Sociotechnical Challenges of Machine Learning in Healthcare and Social Welfare
Tyler Reinmund, Lars Kunze, Marina Jirotka
TL;DR
Using qualitative fieldwork and a synthesis of longitudinal deployment studies plus co-design workshops, the paper develops a pragmatic framework of 11 sociotechnical challenges along the ML-enabled care pathway and a three-process model for their emergence. It locates these challenges within Technologies-in-Practice and the duality of structure, arguing that use-phase dynamics, not just design, shape failure and adaptation. The contributions include a parsimonious vocabulary and analytic lens to describe how ML-enabled care functions and falters in real settings, beyond training data or ethical risk discussions. The framework aims to improve deployment, governance, and alignment of ML-supported care with professional norms and workflows.
Abstract
Sociotechnical challenges of machine learning in healthcare and social welfare are mismatches between how a machine learning tool functions and the structure of care practices.

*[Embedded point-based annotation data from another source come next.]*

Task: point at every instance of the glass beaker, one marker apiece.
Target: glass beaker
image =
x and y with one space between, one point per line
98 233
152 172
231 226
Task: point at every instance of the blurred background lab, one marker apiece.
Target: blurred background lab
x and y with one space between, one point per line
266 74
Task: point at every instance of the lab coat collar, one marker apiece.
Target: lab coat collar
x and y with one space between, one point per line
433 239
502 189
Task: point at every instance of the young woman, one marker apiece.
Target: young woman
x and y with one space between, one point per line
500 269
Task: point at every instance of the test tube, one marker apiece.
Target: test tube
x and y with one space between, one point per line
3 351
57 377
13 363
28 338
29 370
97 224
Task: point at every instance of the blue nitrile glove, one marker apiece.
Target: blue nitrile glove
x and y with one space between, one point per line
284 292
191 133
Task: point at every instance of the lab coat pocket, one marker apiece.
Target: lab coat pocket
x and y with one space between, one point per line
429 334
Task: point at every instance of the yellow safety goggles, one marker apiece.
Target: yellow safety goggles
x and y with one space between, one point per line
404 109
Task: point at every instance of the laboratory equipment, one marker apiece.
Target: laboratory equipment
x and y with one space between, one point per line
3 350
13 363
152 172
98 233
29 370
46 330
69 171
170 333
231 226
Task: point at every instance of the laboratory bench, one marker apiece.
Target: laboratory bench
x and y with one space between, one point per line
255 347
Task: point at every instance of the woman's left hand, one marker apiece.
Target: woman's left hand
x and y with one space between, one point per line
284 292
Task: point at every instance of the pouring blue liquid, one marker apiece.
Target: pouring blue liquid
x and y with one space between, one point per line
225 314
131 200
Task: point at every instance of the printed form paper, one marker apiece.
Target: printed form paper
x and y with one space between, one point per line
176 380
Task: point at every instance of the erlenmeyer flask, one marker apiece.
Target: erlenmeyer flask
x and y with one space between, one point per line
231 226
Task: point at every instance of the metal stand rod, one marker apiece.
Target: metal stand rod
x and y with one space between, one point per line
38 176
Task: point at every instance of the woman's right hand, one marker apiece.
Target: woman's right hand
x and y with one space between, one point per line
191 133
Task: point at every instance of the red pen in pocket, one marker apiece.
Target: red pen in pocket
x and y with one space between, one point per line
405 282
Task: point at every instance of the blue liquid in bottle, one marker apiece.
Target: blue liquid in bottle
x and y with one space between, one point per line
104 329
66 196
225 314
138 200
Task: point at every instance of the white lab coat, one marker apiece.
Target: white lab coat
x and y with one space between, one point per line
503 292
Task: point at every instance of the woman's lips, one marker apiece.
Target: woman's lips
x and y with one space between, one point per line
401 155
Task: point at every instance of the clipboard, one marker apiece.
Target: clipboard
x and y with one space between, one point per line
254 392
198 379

While prior research has documented many such issues, existing accounts often attribute them either to designers' limited social understanding or to inherent technical constraints, offering limited support for systematic description and comparison across settings. In this paper, we present a framework for conceptualizing sociotechnical challenges of machine learning grounded in qualitative fieldwork, a review of longitudinal deployment studies, and co-design workshops with healthcare and social welfare practitioners. The framework comprises (1) a categorization of eleven sociotechnical challenges organized along an ML-enabled care pathway, and (2) a process-oriented account of the conditions through which these challenges emerge across design and use. By providing a parsimonious vocabulary and an explanatory lens focused on practice, this work supports more precise analysis of how machine learning tools function and malfunction within real-world care delivery.